В открытые двери троллейбуса, стоящего на остановке, врывается женский голос:
— Это однерка?
— Единица, — отвечают ей из салона.
— Однерка? — следует раздраженно-настойчивый повтор.
— Единица! — уже громче утвердительно звучит ответ.
— Так однерка или не однерка?! — на пределе вызова и негодования…
— Да, однерка, однерка, — добродушно сдается первым невидимый собеседник.
— Сразу-то ладом сказать не могли? — ворчит бабка, забираясь с котомками по ступенькам.
По деревням наречие здешнее уместнее звучит, слух не режет. Приятна его неправильность — простая задушевная малограмотность. А в областном центре — вульгарна и атавистична. Вроде как из сапога ногу вынул, в ботинок вдел, а портянку снять позабыл. Или специально оставил, дабы не упрекнули, что родину бросил.
Девушки. В мегаполис приедешь — навстречу девицы ладные, элегантные, со вкусом деланные… И макияж по уму, и стать. И поговорить с ними… А у нас! И фигуры точеные. И ноги длинно-стройные. И осанка, и походка. Все глаз радует. Пока рот не раскроет. А уж коли связки заработают… И речь ее горлопанная прыснет… Напрочь исключает всякую возможность спаривания. Ввиду разной видовой принадлежности.
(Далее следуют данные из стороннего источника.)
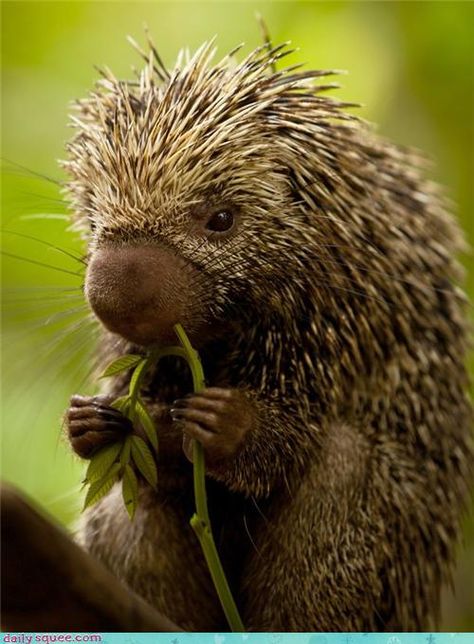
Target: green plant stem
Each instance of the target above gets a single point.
(200, 521)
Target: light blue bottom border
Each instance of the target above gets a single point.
(238, 638)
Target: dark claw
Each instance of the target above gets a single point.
(92, 424)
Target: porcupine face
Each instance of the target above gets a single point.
(179, 185)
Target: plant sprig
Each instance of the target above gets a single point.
(119, 460)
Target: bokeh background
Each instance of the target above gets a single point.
(410, 64)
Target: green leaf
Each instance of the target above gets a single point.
(130, 490)
(143, 459)
(101, 462)
(136, 378)
(125, 453)
(99, 489)
(122, 404)
(128, 361)
(147, 423)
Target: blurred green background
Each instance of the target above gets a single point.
(410, 64)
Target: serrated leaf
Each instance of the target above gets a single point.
(128, 361)
(125, 453)
(101, 462)
(136, 377)
(130, 490)
(99, 489)
(143, 459)
(147, 423)
(121, 404)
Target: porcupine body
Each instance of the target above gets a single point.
(330, 305)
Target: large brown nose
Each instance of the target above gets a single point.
(137, 291)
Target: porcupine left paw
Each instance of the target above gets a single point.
(218, 418)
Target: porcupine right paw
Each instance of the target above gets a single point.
(92, 423)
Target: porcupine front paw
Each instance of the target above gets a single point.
(216, 417)
(92, 423)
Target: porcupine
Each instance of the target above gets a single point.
(314, 268)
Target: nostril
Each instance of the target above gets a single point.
(135, 291)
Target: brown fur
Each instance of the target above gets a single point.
(340, 319)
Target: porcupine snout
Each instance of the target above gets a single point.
(137, 291)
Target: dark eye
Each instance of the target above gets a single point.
(221, 221)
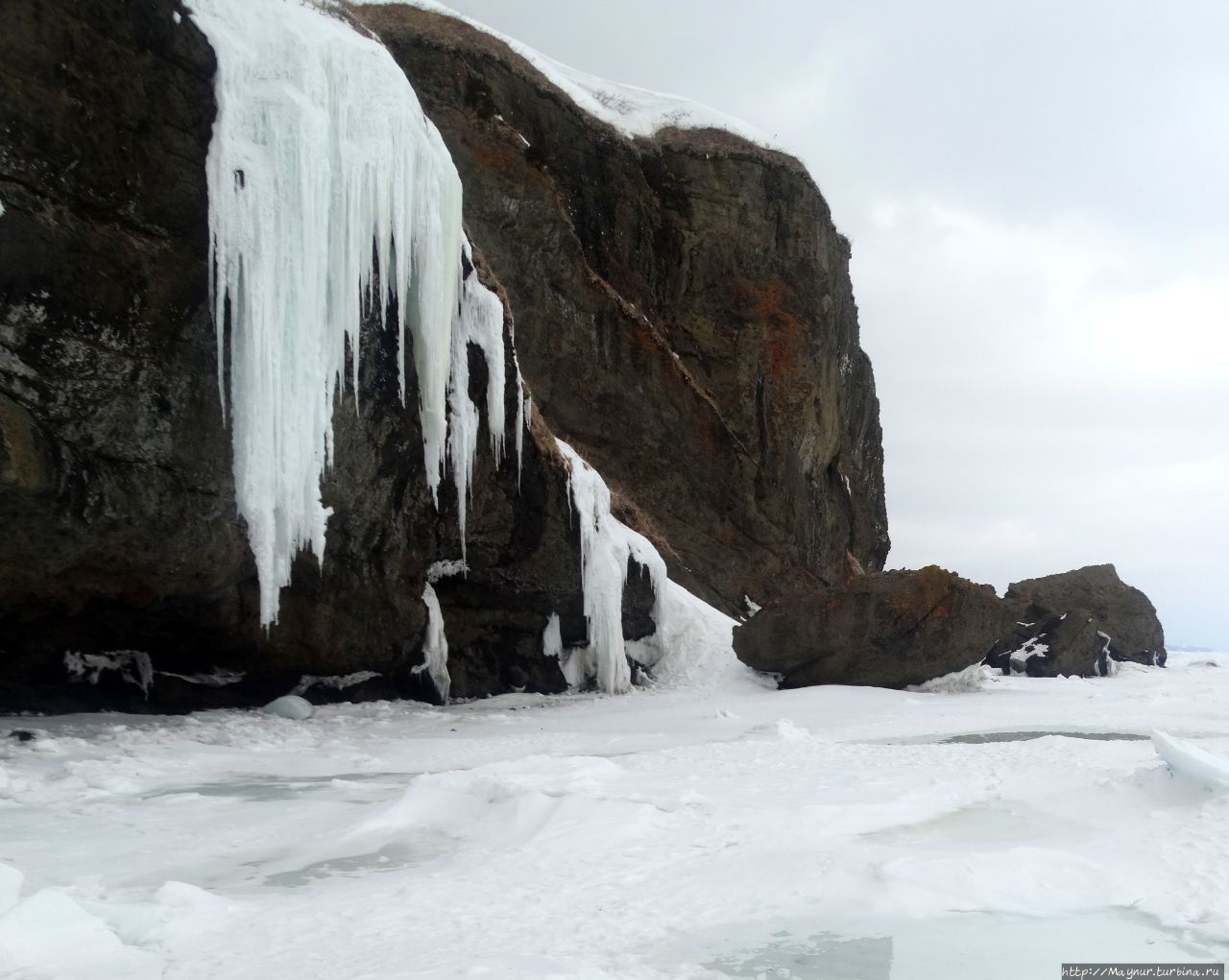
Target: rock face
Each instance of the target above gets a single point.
(1075, 623)
(684, 316)
(684, 319)
(901, 628)
(890, 629)
(1121, 610)
(122, 554)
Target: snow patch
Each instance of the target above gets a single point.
(632, 110)
(133, 666)
(957, 681)
(1021, 656)
(10, 887)
(216, 678)
(337, 681)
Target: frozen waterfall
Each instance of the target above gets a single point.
(320, 149)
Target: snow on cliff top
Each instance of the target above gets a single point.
(635, 112)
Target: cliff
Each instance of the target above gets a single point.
(683, 317)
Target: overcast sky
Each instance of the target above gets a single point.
(1037, 196)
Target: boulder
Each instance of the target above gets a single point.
(1121, 610)
(1076, 624)
(886, 629)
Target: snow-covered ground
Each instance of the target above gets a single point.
(707, 827)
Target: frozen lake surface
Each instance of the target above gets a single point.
(710, 827)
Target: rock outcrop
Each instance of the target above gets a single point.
(903, 628)
(126, 576)
(887, 629)
(1076, 623)
(684, 319)
(684, 316)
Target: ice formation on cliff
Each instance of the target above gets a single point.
(435, 646)
(606, 545)
(320, 149)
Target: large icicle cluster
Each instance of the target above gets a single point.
(606, 544)
(319, 150)
(320, 146)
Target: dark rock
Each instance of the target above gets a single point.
(115, 488)
(1119, 610)
(1082, 620)
(889, 629)
(684, 312)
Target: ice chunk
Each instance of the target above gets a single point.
(320, 148)
(435, 646)
(606, 545)
(1191, 761)
(957, 681)
(290, 706)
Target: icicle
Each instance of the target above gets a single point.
(435, 646)
(605, 549)
(521, 421)
(552, 642)
(479, 321)
(319, 146)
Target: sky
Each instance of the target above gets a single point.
(1037, 197)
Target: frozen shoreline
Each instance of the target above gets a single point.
(686, 831)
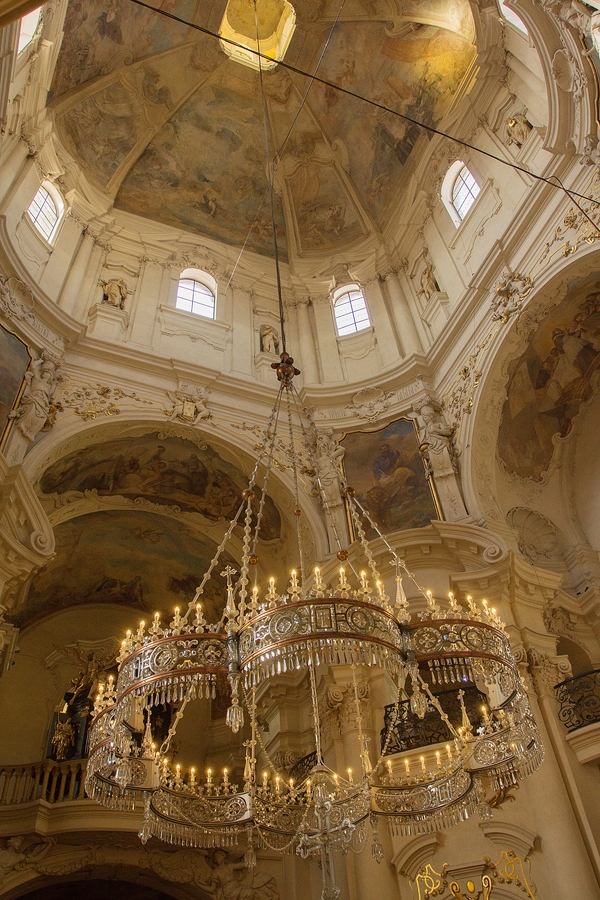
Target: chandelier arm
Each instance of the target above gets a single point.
(313, 462)
(315, 705)
(173, 728)
(213, 562)
(401, 562)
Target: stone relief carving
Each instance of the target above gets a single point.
(518, 129)
(511, 291)
(231, 880)
(115, 292)
(22, 852)
(369, 404)
(428, 282)
(269, 340)
(36, 411)
(189, 405)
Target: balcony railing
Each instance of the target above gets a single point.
(579, 700)
(409, 732)
(48, 780)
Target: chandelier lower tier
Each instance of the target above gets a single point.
(309, 628)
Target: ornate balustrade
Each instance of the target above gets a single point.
(409, 732)
(579, 700)
(48, 780)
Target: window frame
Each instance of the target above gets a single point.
(59, 207)
(346, 291)
(208, 286)
(448, 191)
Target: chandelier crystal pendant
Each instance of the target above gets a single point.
(265, 633)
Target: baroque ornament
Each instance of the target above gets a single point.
(310, 624)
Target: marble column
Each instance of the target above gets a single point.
(403, 315)
(71, 288)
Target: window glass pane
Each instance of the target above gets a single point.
(195, 297)
(43, 213)
(29, 25)
(464, 192)
(351, 313)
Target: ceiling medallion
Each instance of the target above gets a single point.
(265, 633)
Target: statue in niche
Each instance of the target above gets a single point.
(518, 128)
(189, 407)
(429, 285)
(35, 411)
(63, 739)
(269, 340)
(231, 880)
(115, 292)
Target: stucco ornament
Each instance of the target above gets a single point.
(511, 291)
(34, 412)
(115, 292)
(369, 404)
(231, 880)
(22, 852)
(189, 405)
(518, 129)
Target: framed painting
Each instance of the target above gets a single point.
(386, 470)
(14, 362)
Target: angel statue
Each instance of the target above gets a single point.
(35, 409)
(232, 881)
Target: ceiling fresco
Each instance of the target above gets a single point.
(125, 557)
(171, 471)
(172, 129)
(549, 382)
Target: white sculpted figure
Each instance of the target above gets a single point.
(269, 340)
(34, 411)
(189, 407)
(232, 881)
(115, 292)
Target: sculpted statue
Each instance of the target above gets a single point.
(34, 411)
(21, 852)
(188, 407)
(63, 739)
(232, 881)
(328, 458)
(269, 340)
(115, 292)
(518, 128)
(429, 285)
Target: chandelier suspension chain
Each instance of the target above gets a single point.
(337, 87)
(271, 181)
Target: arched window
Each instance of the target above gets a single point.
(46, 210)
(196, 293)
(29, 24)
(459, 191)
(350, 310)
(511, 17)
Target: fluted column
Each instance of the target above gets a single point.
(403, 315)
(308, 359)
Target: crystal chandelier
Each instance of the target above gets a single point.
(263, 634)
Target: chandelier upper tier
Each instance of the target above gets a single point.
(266, 632)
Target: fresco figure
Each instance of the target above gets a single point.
(548, 383)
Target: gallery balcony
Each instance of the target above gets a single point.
(410, 733)
(48, 798)
(579, 712)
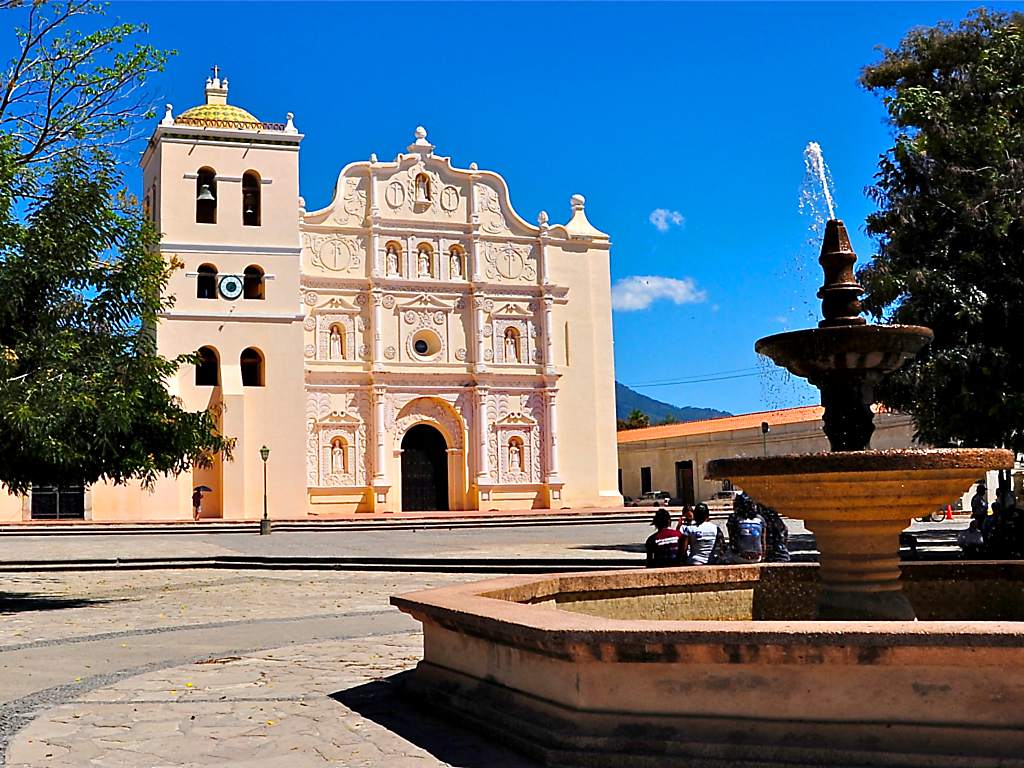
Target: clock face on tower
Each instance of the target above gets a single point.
(230, 287)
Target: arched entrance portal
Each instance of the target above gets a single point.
(424, 470)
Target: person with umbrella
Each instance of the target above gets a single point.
(198, 500)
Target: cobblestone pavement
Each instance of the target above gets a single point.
(159, 668)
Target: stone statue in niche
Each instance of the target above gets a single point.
(515, 457)
(422, 188)
(335, 343)
(511, 346)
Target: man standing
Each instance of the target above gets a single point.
(665, 546)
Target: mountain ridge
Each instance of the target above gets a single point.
(628, 400)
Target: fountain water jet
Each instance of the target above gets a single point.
(817, 172)
(727, 666)
(856, 501)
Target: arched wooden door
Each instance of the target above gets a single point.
(424, 470)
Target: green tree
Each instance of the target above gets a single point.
(83, 391)
(637, 420)
(67, 90)
(950, 226)
(82, 387)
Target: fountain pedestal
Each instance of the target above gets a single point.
(856, 503)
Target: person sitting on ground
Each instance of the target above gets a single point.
(700, 537)
(777, 536)
(665, 546)
(971, 541)
(979, 504)
(747, 531)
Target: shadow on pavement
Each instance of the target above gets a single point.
(385, 702)
(18, 602)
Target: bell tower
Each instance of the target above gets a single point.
(222, 187)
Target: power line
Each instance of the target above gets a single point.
(751, 370)
(692, 381)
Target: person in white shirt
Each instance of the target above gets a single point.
(700, 536)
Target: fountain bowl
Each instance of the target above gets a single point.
(812, 352)
(856, 503)
(722, 666)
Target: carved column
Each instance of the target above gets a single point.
(377, 320)
(482, 456)
(542, 249)
(380, 435)
(551, 422)
(479, 320)
(548, 331)
(473, 270)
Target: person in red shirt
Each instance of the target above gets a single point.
(665, 546)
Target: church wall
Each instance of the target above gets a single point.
(891, 431)
(587, 383)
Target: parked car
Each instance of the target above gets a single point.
(653, 499)
(726, 496)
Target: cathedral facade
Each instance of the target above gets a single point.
(414, 345)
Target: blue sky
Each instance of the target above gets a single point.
(698, 111)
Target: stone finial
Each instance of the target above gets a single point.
(579, 226)
(216, 89)
(421, 144)
(840, 293)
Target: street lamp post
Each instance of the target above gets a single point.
(264, 524)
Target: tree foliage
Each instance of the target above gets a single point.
(66, 89)
(636, 420)
(950, 226)
(82, 387)
(83, 391)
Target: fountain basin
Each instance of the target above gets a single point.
(811, 352)
(857, 503)
(717, 667)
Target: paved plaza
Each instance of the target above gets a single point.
(261, 668)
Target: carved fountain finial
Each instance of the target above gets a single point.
(841, 293)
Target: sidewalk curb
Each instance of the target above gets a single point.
(399, 564)
(249, 526)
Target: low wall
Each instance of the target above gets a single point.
(599, 669)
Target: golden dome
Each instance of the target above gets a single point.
(217, 114)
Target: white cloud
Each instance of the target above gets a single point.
(639, 292)
(663, 218)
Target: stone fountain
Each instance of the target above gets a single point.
(857, 662)
(856, 501)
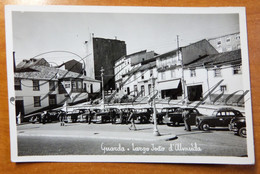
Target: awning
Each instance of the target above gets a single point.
(173, 84)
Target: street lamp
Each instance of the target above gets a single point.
(155, 129)
(103, 90)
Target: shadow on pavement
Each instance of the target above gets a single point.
(194, 132)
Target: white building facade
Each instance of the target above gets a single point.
(224, 69)
(46, 87)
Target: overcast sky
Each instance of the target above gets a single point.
(39, 32)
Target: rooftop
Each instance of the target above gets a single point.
(50, 73)
(231, 57)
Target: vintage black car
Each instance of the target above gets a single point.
(238, 125)
(175, 118)
(143, 115)
(74, 115)
(167, 110)
(44, 117)
(219, 118)
(104, 115)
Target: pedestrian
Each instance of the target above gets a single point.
(132, 120)
(113, 116)
(62, 116)
(43, 117)
(186, 116)
(91, 115)
(121, 115)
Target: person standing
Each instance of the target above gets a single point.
(186, 116)
(43, 117)
(91, 115)
(132, 120)
(62, 116)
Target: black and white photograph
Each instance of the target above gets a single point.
(129, 84)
Всякое стремление к лучшей жизни у аборигенов отбито давно и начисто. Целыми днями слоняются, выпить ищут. Или на работу ходят и там тем же маются — выпивку выглядывают. У всех рты полуоткрыты и глаза пустые. Цели никакой, и движения замедленные.
История родного края — самый нелюбимый предмет у школьников.
Культуру к нам из столиц занесли. Впервые — поселенцы ссыльные. В последний раз — ленинградцы-блокадники, с заводами эвакуированные.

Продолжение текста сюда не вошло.